Clouds. They’re the perfect metaphor for illusion, aren’t they? They morph and we see myriad images, personal illusions, that aren’t really there. They aren’t there but we see them and sometimes we can point them out to other people and they share in the vision that isn’t really there. Often, not, though. Often, our partners can only find the pictures they are projecting in the clouds. The rarity of shared experience makes it feel more magical, more real when it happens. It confirms that we really are seeing an image that’s out there—and objectively so—even though we still know it isn’t real.
Clouds. It’s amazing how they form at various altitudes in the sky—some so high, they seem lightyears away; some so low, it seems as though you could reach out and touch them. They give visual depth to what would otherwise be an open, blue space. And if you were to fly up there, you’d know there was a difference in altitude by the temperature, the pressure, the sound, and the oxygen content. So there is a depth in altitude, but clouds add the illusion of hierarchy to those traits of the one blue sky.
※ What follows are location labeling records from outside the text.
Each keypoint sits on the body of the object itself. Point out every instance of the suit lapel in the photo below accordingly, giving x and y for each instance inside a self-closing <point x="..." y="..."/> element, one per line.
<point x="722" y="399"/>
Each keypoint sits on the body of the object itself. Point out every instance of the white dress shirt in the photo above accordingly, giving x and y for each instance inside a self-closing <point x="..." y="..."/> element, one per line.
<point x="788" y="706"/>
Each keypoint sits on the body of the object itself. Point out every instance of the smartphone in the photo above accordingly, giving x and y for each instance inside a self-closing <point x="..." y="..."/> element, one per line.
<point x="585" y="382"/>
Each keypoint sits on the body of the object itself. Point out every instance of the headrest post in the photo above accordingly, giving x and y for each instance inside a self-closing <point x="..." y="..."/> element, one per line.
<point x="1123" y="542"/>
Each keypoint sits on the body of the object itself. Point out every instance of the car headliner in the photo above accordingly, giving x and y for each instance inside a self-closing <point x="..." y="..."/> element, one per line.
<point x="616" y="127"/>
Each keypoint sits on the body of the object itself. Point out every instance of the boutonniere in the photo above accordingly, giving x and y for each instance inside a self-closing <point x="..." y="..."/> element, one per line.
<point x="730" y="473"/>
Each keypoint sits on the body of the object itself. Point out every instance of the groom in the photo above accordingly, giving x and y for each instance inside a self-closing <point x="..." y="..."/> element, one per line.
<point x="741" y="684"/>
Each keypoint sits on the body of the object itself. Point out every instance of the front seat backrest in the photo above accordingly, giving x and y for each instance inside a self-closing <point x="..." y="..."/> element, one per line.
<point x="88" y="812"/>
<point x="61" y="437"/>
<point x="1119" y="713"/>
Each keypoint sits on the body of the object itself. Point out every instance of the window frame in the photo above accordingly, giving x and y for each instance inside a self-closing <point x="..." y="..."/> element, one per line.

Clouds. When we talk about them as though they are nothing, because they are nothing, we neglect the fact that they’re still there. No amount of our acknowledging their unrealness makes them go away. This is a clue that they are necessary illusions. They must exist, even though they don’t. It’s just how the sky works. It produces clouds and we make images and tell stories about those images. We say those images and stories are unreal because they are subjective, yet they feel more real, more alive, precisely because they are subjective. They come from us; they are us. They are us imagining beyond our limitations. Beyond mere clouds.
Clouds. They are fine with all that.